Another point raised was the questions surrounding the purpose behind this Barakah plant, given the country’s potential and surrounding tensions in the region. Paul Dorfman, who heads the Nuclear Consulting Group and is a research associate at UCL's Energy Institute, has warned the UAE's investment"risks further destabilising the volatile Gulf region."
He argued that the investment into the new plant is "strange" given the falling prices of renewable energy technology and rising costs of nuclear power generation, and that the actual nature of the nuclear project might hide another plan which is nuclear weapon proliferation.

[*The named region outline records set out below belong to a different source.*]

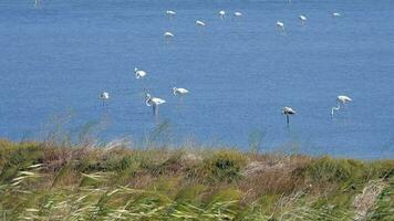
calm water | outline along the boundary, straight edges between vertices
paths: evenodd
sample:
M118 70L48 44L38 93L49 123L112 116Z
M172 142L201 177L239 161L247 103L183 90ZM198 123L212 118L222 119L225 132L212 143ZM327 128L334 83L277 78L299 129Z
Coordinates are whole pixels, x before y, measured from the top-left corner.
M1 137L34 137L59 113L73 113L75 128L104 120L106 139L139 138L168 120L177 137L201 143L245 148L258 129L266 149L298 143L304 151L361 158L380 157L394 137L393 1L33 3L0 2ZM168 9L174 19L164 15ZM220 20L221 9L243 17ZM175 34L170 43L165 31ZM144 81L134 78L134 66L148 72ZM173 86L189 96L174 97ZM158 119L144 87L167 101ZM106 109L103 90L112 96ZM340 94L354 102L331 120ZM290 130L284 105L299 113ZM393 148L384 152L394 157Z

As we can see in the map above, the nuclear facility is located right in front of Iran and Qatar which are two historical enemies from the Kingdom. In fact, since 2014-2015, the Emirates have been in an indirect war against Iran in Yemen (the UAE supported the militia representing the Sunnite religion and Iran supported the militia representing the Shiite religion). Saudi Arabia is also a few kilometers away from the plant and became throughout the years a rival to the Emirates, as the latter is becoming a more important leader in the political and strategic decisions that are taken in the gulf in lieu of Saudi Arabia (the U.A.E recently signed an agreement with Israel, sent the first Arab mission on planet Mars and opened the first nuclear plant in an Arabic country before Saudi Arabia).
Last of all, even if the concerns of experts are understandable given the current situation, the nuclear plant is monitored by the IAEA (international atomic energy agency) who made over 200 investigation over the last 2 years to ensure its real intent. In addition, the UAE has signed the Non-Proliferation act which guarantees that they will not engage nor try to develop nuclear weapons or else they will face sanctions. Notwithstanding, that Iran did sign the treaty in 1970 and yet engaged in nuclear proliferation.
Overall, we can conclude that the nuclear plant was first of all not the most affordable type of energy that the UAE could use and that in a period where there are rising concerns in the region over a possible war it could become a real threat to the “stability” of the region. As time unfolds, it will be interesting to see what the true purpose of the plant may be.